LDAP Integration in SonicOS 6.5 and above
02/19/2020 451 18569
This article will go through LDAP integration in SonicOS 6.5 and along with an example when LDAP client authentication fails.
- LDAP integration in SonicOS 6.5
- LDAP Client Authentication Failed.
- Click Manage in the top navigation menu.
- Navigate to Users | Settings | Authentication and select LDAP + Local Users and click Configure LDAP.
TIP: If you are connected to your SonicWall appliance via HTTP rather than HTTPS, you will see a dialog box warning you of the sensitive nature of the information stored in directory services and offering to change your connection to HTTPS. If you have HTTPS management enabled for the interface to which you are connected (recommended), check the “Do not show this message again” box and click Yes.
NOTE: SonicOS 6.5 introduces support for user authentication partitioning and multiple LDAP Servers. Multiple LDAP Servers are supported on all platforms.For more information about User Authentication Partitioning and multiple LDAP Servers click Authentication Partitioning and Multiple LDAP Servers.
- On the Settings page, click LDAP Servers and click add to enter the server configuration .
LDAP Authentication Failed
Overview of LDAP Authentication process
- The SonicWall establishes a TCP connection with the LDAP server on port 389 (or 636 if using TLS).
- The SonicWall binds to the LDAP server, authenticating itself using the DN (Distinguished Name) format of the Login user name (Settings tab) + User tree for login to server (Directory tab). In this example, the name in the LDAP bindRequest is cn=Administrator,cn=Users,dc=mydomain,dc=com.

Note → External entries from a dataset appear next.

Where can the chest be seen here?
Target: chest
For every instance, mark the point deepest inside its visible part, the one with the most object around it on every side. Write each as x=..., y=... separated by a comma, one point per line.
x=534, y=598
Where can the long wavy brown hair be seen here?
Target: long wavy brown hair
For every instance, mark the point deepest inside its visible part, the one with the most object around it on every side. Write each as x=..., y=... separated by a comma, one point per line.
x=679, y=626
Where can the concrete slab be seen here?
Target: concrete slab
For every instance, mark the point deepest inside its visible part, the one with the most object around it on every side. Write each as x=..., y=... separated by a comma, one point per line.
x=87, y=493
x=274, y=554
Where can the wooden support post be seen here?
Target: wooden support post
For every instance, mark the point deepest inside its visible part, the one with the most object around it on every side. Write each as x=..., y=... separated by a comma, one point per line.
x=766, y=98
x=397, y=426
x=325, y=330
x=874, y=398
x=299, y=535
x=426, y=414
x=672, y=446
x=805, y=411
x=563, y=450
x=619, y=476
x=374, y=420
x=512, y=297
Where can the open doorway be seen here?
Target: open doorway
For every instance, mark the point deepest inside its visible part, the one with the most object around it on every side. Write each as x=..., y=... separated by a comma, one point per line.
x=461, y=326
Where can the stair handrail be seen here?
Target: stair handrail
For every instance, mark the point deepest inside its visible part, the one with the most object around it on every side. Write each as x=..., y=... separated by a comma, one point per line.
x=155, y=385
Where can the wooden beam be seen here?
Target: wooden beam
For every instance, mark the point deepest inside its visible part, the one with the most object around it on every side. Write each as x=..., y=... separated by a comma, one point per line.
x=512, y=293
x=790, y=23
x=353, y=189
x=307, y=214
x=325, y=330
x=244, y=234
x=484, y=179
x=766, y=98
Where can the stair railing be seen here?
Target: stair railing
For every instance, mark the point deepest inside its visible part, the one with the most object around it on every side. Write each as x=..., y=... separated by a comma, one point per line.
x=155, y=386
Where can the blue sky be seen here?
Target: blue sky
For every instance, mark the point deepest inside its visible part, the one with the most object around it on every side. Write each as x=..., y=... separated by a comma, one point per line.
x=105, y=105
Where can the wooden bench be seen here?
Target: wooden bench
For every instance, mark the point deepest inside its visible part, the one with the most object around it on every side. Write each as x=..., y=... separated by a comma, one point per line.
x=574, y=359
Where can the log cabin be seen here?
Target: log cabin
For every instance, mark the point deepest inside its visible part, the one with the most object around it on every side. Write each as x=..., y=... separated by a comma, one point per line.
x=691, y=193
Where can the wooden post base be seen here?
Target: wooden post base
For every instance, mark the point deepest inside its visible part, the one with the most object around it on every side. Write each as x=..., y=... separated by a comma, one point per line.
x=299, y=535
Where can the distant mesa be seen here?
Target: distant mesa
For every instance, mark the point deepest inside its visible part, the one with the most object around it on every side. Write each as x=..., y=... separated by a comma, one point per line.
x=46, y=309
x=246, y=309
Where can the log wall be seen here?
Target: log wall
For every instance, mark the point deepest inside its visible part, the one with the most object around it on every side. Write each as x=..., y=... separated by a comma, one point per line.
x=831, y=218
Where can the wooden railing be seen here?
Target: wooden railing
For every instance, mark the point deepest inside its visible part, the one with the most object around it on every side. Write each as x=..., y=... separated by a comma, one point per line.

- If the bindResponse from the LDAP server is 'success', then the SonicWall queries the Trees containing users (Directory tab) using the client's username as a filter. In this example, the client is trying to authenticate as oprime, so the SonicWall will query the baseObject "cn=Users,dc=mydomain,dc=com" using the filter sAMAccountName=oprime.
- The LDAP server replies with the user's full DN, which will look something like cn=Optimus Prime,cn=Users,dc=mydomain,dc=com.
- Now that the SonicWall has the full DN of the user, it establishes a new TCP connection with the LDAP server on port 389 (or 636 if using TLS) so it can try to authenticate as the user. The SonicWall sends a bindRequest to the server, using the full DN of the user (cn=Optimus Prime,cn=Users,dc=mydomain,dc=com).
- The LDAP server responds with resultCode - succeeded - and will display information about which groups the user is member of which means that the user authentication is successful.
TIP: The error message LDAP client authentication failed means that the authentication using the client’s username and password failed. This may happen if any of the following conditions apply.
EXAMPLE: Troubleshooting steps
- The User doesn't’t exist, or doesn’t reside in one of the Trees containing users (Directory tab). Check the LDAP server and make sure that the user object exists in one of the Trees containing users, and that it is spelled correctly.
- The Password is incorrect. Double-check the user’s password.
- There are special characters in the username or password. Most special characters should be OK, but some can cause problems with the bindRequest (such as !, @, ‘ , and ,). To rule out problems with this, test authentication with an account whose username and password have no special characters.